In summary, the signature characteristics one uses to determine the authenticity of genuine spiritual consolation are these: authentic consolation will always open and enflame the heart with love for God and it will increase one’s docility of spirit and one’s humility and selflessness. Finally, the inclinations and choices inspired by consolation, using the Ignatian paradigm of discernment, will not contravene Scripture, the Tradition, or the Magisterium, but motivate obedience in the Spirit who is not divided or contradictory. Furthermore, the obedience is to the Truth of the one whose Spirit and Presence confirms the faith of the Church (Mt 16:17-19, 28:16-20; Jn 20:19-23). It is neither a rigid adherence to rules and norms, nor a blind conformism to the law of external authority, but the harrowing and hallowed surrender in freedom of one’s life to the One who is the Way, the Truth, and the Life.
Principle 2: Desolation
Desolation is inclination to things low and earthly, which defines appetites dissimilar to Scripture, the received Tradition, and the teaching of the Church.

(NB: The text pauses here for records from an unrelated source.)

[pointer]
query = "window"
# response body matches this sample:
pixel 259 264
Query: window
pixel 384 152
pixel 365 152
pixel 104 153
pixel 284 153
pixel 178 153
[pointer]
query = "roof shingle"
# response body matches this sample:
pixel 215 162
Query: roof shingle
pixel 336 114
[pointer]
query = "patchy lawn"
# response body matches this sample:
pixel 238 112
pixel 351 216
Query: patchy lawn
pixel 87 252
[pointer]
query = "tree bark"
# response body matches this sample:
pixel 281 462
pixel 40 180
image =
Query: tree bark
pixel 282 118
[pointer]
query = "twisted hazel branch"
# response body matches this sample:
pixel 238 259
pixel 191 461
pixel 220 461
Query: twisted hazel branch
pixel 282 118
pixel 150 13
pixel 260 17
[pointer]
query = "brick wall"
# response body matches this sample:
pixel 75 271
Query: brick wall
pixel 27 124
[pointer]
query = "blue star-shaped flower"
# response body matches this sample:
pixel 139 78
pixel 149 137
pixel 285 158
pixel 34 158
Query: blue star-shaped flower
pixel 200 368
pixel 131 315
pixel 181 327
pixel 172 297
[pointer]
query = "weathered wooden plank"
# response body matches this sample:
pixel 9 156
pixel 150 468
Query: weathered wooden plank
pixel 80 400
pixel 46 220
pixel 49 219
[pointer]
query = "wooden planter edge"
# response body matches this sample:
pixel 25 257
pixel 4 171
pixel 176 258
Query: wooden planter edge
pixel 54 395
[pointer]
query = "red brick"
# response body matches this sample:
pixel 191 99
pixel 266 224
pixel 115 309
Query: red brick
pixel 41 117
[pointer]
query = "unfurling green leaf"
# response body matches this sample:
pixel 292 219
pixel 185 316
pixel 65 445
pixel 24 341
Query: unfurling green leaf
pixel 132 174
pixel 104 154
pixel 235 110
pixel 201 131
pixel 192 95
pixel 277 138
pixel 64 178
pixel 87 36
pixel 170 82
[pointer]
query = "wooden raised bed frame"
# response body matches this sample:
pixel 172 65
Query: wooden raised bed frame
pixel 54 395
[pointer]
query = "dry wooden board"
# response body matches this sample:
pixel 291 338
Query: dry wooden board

St. Paul in his letter to the Colossians encourages his listeners to “put to death” (3:5) those actions and aspects of self that are opposed to Christ. St. Ignatius defines these Pauline attributes of the “old self” more succinctly as “inclinations to things low and earthly” (SpEx [317.4]). Affirming this dimension of the human experience as problematic is, however, itself problematic.
The Catholic Philosopher Charles Taylor identifies our epoch as an age defined by an Ethics of Authenticity—the celebration of instinctual desires as benchmarks of human freedom and legitimate expressions of individuality—as fuel for the contemporary “supernova of unbelief.” The meaning of language shifts in this epoch and words like “genuine,” “freedom,” and “authentic” are appropriated to define the evolving ethic of free sexual expression, relativism, diversity and individualism the Church heralds as profoundly inimical to Gospel values. Desires deemed acceptable and therefore celebrated today are as often sensual as they are material and honorific; i.e., lusts for material gain and the comforts of “riches, honor, and pride” that far exceed the basic necessities of life. The Ignatian paradigm of discernment categorizes all such inclinations as attractions to things low and earthly.
Yet, inclinations and appetites that contravene Scripture, received Tradition and the Teaching Church are, according to the measures used by Ignatius, indicators of spiritual desolation. Even many Catholic and Christian moralists can support the dominant culture’s hegemony in this regard. Yet, Ignatius’s Rules provide solid guidelines for those trying to navigate the radically individualistic waters of human desire in the postmodern world.
St. Ignatius’s Exercises refer to Satan as “the enemy of human nature.” Ignatius’s distinctive understanding of human nature in his Rules, and his definitions of desolation, as “darkness of soul, turmoil of spirit inclination to what is low and earthly,” signifies an understanding of human nature that is consonant with the Tradition upon which his Examination of Conscience and the First Week meditations on sin in the Spiritual Exercises are fixed.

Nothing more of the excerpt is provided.